Anyone familiar with Jobtracker knows that during Job initialization, EagerTaskInitializationListener locks JobInProgress and then performs InitTask. For details, please refer to the code. One step here is to write initial data to hdfs and flush it, while the Update Thread of Fairscheduler updates Resources in the resource pool, it holds the exclusive lock of JobTracker and Fairscheduler and then computes the resources of each resource pool, when calculating running_map/running_reduce, You need to obtain the corresponding JobInProgress lock. Readers may not understand why I want to talk about this.

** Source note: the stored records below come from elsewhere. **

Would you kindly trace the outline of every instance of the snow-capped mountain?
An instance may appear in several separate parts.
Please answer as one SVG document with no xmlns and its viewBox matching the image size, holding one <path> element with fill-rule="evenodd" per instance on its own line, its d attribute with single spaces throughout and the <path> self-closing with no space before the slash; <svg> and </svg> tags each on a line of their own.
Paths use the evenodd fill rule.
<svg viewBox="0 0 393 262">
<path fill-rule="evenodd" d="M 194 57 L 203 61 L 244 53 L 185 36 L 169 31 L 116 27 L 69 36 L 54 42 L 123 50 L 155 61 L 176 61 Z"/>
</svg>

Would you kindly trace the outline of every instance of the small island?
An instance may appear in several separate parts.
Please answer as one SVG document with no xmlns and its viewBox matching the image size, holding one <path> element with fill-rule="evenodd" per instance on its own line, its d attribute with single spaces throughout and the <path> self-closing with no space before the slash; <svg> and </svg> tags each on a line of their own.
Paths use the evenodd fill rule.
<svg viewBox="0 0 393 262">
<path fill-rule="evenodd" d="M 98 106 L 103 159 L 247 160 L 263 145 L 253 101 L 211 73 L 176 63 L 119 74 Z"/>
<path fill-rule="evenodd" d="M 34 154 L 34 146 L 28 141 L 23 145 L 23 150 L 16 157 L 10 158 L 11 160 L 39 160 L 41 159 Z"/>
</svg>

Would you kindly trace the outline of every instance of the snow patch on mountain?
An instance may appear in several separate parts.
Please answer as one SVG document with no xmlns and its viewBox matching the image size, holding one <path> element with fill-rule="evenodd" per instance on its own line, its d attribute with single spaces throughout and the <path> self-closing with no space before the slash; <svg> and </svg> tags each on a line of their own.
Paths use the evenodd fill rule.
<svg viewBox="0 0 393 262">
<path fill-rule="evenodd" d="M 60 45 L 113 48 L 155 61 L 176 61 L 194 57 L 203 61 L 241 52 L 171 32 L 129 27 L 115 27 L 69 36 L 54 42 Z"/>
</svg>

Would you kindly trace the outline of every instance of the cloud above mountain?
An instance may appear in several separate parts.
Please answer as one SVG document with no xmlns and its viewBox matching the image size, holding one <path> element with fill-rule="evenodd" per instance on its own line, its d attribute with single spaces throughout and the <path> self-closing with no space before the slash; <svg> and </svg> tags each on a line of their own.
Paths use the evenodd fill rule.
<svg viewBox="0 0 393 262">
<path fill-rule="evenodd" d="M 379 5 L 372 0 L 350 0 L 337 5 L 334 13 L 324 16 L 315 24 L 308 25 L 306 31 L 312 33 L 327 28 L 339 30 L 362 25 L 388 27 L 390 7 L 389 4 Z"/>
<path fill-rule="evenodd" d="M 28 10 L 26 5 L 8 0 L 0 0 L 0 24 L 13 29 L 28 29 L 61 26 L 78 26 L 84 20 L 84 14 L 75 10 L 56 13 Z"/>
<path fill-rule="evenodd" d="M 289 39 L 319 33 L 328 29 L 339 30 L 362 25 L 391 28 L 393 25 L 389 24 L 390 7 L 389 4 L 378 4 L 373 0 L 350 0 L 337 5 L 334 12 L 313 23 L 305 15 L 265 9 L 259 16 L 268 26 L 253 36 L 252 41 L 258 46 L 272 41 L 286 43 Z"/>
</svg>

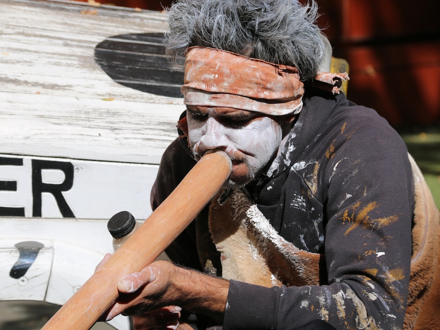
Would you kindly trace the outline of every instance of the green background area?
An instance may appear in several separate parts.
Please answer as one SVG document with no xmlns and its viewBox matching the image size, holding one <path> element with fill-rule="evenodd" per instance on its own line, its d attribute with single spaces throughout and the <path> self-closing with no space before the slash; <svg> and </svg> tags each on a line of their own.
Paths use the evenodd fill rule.
<svg viewBox="0 0 440 330">
<path fill-rule="evenodd" d="M 422 170 L 440 209 L 440 128 L 417 133 L 401 133 L 409 153 Z"/>
</svg>

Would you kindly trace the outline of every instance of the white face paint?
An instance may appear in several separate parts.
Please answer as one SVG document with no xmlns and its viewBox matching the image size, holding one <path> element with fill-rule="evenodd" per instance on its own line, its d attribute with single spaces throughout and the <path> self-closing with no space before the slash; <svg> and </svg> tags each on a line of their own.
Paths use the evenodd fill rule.
<svg viewBox="0 0 440 330">
<path fill-rule="evenodd" d="M 247 110 L 190 106 L 187 120 L 188 141 L 198 160 L 212 149 L 231 158 L 231 186 L 246 184 L 259 174 L 276 155 L 282 139 L 278 122 Z"/>
</svg>

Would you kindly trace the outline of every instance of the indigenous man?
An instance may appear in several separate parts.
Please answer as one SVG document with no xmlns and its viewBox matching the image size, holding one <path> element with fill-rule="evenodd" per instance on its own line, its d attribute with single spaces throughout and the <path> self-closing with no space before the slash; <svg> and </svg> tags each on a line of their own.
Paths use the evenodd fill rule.
<svg viewBox="0 0 440 330">
<path fill-rule="evenodd" d="M 438 211 L 397 133 L 339 92 L 346 74 L 319 72 L 316 10 L 297 0 L 172 7 L 166 47 L 186 56 L 186 111 L 153 207 L 208 150 L 225 151 L 232 172 L 167 250 L 178 266 L 122 280 L 108 319 L 144 313 L 137 329 L 439 328 Z"/>
</svg>

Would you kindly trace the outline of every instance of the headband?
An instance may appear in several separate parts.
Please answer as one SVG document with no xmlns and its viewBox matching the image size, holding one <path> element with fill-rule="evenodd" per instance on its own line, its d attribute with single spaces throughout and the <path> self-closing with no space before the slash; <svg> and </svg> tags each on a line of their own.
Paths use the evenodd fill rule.
<svg viewBox="0 0 440 330">
<path fill-rule="evenodd" d="M 304 84 L 293 66 L 205 47 L 188 49 L 183 102 L 279 116 L 302 107 Z"/>
</svg>

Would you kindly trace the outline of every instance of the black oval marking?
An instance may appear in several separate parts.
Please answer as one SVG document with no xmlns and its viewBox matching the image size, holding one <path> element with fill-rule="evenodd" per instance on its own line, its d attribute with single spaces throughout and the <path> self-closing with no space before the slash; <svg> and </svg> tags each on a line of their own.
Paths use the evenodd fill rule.
<svg viewBox="0 0 440 330">
<path fill-rule="evenodd" d="M 44 245 L 41 243 L 34 241 L 20 242 L 16 244 L 15 247 L 18 249 L 20 255 L 9 272 L 9 276 L 13 278 L 19 278 L 24 276 L 35 261 L 40 250 L 44 247 Z"/>
<path fill-rule="evenodd" d="M 106 38 L 95 47 L 95 61 L 114 81 L 142 92 L 182 97 L 183 64 L 165 56 L 162 33 L 137 33 Z M 179 62 L 183 63 L 184 58 Z"/>
</svg>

The problem is here.
When processing dynamic partitions, Hive mainly goes through the following steps: tablescan-> filesink-> movetask
When filesink is performed, it is processed according to the record, and Npart will be initiated) record writer and then start to process dynamic partition fields, that is, the dt here, if dt is continuous, open a block to start writing. Otherwise, close the current block and open the block of the new dir to continue writing, in this case, if dt is not continuous and the number of records is large, a large number of files will be generated, resulting in hdfs load elevation, which matches with the current hdfs monitoring:
Current Cluster load:
Number of files generated at that time:
In this case, JobInProgress is locked, and JobTracker is locked. As a result, JobTracker Hang is suspended!
How can this problem be solved? Using distributeby dt to sort the same dt together and then perform filesink will not produce a large number of small files.